The main contribution is the investigation into the impact of using unsupervised feature-extraction from multi-wavelength image data for the classification task. The feature-extraction is achieved by implementing an unsupervised Deep Belief Network to extract lower-dimensionality features from the multi-wavelength image data captured by the Sloan Digital Sky Survey. These features are used in a Random Forest classifier alongside 10 color values, calculated from the differences in magnitude between the wavelength bands. These results are compared to a separate Random Forest classifier which was trained on only the 10 color values.

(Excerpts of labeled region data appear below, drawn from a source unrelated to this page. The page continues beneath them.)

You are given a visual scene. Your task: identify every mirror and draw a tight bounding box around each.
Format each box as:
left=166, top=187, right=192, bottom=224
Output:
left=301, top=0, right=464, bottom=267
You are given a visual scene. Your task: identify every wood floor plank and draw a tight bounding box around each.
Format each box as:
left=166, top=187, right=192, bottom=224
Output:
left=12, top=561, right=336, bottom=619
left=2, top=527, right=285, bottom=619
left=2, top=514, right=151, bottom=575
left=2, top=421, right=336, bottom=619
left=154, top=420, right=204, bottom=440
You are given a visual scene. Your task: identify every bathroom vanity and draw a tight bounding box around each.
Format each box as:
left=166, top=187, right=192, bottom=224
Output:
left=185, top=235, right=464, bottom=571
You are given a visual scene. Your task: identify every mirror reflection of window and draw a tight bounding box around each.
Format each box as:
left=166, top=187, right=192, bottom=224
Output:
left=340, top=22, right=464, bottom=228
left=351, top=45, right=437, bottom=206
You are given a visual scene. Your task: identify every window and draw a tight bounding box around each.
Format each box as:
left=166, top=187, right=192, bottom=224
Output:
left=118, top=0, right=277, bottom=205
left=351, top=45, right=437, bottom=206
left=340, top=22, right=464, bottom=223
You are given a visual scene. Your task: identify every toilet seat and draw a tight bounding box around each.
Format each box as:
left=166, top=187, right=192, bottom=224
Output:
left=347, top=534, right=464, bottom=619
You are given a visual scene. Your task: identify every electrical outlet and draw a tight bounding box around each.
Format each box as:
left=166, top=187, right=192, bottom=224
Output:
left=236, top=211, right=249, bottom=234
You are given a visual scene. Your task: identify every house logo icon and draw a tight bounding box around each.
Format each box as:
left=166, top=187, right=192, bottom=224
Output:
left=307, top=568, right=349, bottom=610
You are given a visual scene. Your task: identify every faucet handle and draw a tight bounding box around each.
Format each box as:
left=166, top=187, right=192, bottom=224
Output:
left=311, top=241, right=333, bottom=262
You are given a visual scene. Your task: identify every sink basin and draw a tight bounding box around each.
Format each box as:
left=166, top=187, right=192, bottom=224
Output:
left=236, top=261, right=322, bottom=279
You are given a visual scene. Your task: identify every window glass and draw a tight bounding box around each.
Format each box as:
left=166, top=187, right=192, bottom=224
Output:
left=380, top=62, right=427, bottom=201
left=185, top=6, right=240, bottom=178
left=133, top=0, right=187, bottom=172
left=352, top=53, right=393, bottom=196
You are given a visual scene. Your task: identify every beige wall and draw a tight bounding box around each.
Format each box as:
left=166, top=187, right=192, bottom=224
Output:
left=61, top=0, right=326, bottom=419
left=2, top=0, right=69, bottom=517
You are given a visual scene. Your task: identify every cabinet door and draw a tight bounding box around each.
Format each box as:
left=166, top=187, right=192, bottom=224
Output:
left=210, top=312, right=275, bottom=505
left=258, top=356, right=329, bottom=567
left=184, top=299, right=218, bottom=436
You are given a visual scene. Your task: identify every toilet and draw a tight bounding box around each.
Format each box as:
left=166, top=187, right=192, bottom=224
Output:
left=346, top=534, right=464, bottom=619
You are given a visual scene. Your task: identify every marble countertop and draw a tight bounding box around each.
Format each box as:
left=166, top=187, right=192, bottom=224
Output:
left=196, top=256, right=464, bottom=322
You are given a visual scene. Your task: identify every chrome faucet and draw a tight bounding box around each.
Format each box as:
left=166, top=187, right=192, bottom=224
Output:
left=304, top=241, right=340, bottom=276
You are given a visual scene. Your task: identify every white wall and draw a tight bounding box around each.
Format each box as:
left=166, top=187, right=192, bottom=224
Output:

A statistically significant increase in the macro-averaged F1 score of 0.0361 above the baseline result was achieved, indicating that the novel features were useful in the classification task. Increases in the individual F1 scores of each class were found to be 0.0627 for stars, 0.0206 for galaxies and 0.0252 for QSOs. Relative to the baseline results, the novel features added a 4.35% increase to the overall result, 7.81% to the star class, 2.20% for the galaxy class and 3.32% for the QSO class.
An analysis of the model suggests that further improvements might be achieved by implementing a sparsity goal for the unsupervised feature-extraction training.
Lindh, A. (2016)Investigating the Impact of Unsupervised Feature-Extraction from Multi-Wavelength Image Data for Photometric Classification of Stars, Galaxies and QSOs, Dissertation, Dublin Institute of Technology.